His comments mirrored what some U.S. analysts have been saying. Alireza Nader, an expert in international affairs at the RAND Corp, told The New York Times, Saudi Arabia is worried "that the region is ripe for Iranian exploitation." A U.S. government adviser on the Middle East stated, "Iran is the big winner here."

The Iranian diplomat's analysis, however, bestowed the benefit on Iran independent of any national maneuvering. He predicted it would be due to a change in attitude throughout the Middle East—a shift from what he regarded as the colonial mentality that has reigned for so long.

Egypt, for example, with its role as a close U.S. ally, has often been an Iranian adversary. But now history is asserting itself, said the diplomat. "You know Egyptians are an old culture," he said, "very much like Iran, in terms of history and belief. It is a strong nation, 80 million population. These countries have been under pressure for some decades, with military suppression and government, economic problems, lack of dignity of the nation, no real elections."

"What I'm talking about in the region is, I agree, a movement towards democracy. But it does not necessarily mean that the influence of the United States or other modern countries is going to increase," the diplomat continued. He said Washington has been exposed as hypocritical, with its waffling over the fate of Egyptian President Hosni Mubarak, for example: first backing him and then making clear that he had to go. He said that if the demonstrators deserved to be supported, then why were they not backed "for the last 30 years" by pro-Mubarak U.S. governments.

The Obama administration has a riposte of sorts in its increasingly open criticism of the Iranian regime. It has been exceptionally direct in criticizing what it calls Iran's hypocrisy—supporting anti-government demonstrations in Arab countries, while repressing them brutally in Iran.

Some Western and expatriate Iranian analysts argue that Iran is itself a domino about to fall in a Middle East revival, though the timing for this could be years away.

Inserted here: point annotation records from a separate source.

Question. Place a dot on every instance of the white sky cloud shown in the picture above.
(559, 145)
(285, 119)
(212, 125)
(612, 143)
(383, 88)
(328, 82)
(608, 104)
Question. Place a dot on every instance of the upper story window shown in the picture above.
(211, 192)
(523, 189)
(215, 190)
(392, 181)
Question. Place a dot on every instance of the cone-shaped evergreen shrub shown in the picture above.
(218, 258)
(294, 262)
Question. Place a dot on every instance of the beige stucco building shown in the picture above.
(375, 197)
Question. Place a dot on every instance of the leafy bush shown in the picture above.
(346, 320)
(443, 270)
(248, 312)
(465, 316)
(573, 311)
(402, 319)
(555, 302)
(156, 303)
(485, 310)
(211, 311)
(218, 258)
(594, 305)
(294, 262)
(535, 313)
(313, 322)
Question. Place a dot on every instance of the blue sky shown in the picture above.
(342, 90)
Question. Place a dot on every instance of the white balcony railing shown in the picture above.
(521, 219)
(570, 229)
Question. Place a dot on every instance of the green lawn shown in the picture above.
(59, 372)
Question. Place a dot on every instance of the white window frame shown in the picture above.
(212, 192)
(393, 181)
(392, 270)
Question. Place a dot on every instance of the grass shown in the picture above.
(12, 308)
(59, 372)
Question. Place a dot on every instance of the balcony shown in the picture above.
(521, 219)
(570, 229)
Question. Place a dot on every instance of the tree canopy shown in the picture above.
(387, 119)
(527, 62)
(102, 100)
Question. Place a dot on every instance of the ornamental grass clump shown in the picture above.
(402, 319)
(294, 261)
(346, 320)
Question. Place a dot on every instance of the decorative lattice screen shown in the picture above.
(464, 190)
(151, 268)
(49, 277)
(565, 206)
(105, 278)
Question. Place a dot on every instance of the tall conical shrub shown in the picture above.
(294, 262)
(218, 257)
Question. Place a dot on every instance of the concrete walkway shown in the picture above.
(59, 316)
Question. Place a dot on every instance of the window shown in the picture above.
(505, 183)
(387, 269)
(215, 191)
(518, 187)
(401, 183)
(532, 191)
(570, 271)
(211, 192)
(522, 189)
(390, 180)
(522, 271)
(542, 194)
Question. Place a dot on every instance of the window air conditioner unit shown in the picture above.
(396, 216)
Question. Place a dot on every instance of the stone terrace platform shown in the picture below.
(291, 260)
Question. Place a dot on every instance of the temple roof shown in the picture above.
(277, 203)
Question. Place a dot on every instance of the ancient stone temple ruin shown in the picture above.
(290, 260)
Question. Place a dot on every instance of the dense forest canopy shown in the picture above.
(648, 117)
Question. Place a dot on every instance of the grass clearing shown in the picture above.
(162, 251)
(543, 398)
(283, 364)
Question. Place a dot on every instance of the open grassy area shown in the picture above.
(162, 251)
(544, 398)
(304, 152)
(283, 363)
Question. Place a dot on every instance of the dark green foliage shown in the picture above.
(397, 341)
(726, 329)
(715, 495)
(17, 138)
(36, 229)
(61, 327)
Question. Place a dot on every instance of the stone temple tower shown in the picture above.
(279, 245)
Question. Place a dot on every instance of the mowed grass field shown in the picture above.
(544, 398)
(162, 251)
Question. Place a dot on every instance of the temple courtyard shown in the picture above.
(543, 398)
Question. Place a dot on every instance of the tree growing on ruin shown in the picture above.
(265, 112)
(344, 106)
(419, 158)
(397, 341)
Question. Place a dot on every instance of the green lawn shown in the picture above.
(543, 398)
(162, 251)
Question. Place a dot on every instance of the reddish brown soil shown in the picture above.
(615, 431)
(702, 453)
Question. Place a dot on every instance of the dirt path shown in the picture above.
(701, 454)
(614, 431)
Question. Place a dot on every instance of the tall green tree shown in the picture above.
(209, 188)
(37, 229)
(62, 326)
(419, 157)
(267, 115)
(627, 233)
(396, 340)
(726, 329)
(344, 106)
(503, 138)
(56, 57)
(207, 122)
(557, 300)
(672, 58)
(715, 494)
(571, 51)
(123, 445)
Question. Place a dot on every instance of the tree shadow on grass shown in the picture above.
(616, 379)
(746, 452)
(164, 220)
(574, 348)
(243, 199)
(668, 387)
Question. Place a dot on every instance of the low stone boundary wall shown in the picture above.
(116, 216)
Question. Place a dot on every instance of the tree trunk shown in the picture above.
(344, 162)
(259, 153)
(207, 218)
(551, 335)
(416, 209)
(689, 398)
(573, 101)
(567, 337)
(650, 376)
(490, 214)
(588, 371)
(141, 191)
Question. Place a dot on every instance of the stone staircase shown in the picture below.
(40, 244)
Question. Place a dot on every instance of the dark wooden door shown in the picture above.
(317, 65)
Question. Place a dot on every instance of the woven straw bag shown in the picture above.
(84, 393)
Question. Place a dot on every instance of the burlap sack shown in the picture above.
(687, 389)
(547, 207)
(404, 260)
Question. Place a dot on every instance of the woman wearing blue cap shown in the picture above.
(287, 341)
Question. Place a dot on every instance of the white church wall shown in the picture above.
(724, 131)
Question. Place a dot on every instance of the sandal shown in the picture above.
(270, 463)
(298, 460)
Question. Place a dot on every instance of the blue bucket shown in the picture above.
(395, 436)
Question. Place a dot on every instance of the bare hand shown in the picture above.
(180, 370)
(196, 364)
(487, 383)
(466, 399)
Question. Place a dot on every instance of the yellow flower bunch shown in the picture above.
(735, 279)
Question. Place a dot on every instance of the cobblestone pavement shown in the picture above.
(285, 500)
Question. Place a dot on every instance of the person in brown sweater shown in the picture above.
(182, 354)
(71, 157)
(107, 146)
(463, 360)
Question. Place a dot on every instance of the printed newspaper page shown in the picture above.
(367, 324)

What is most noteworthy in the Iranian diplomat's argument is that it is an over-arching strategic vision which predicts a sea-change in the region—however demonstrations and government transformations work out.

"It is too soon to judge the future of the Middle East," the diplomat said, "how the movement is going to go ahead. But I think that the future will tell us, which regime is correct." The reality, he said, is that there is a movement "towards democracy, towards freedom, toward respecting more Islamic ideas and distancing from the foreign occupation, foreign dictation and influence."

The Iranian assumption that democratic Arab regimes would be necessarily hostile to the United States or Israel, and not in fact hostile to an Iran seen as using nuclear sway and other power levers to dominate the region, can certainly be questioned. We do not know how the epochal events across North Africa and in the Gulf will turn out.

Iran's confidence that a movement built on human rights is certain to turn in its favor is, however, a clear sign that the United States is going to need creative and sustained diplomacy to protect its interests in a world catching us by surprise.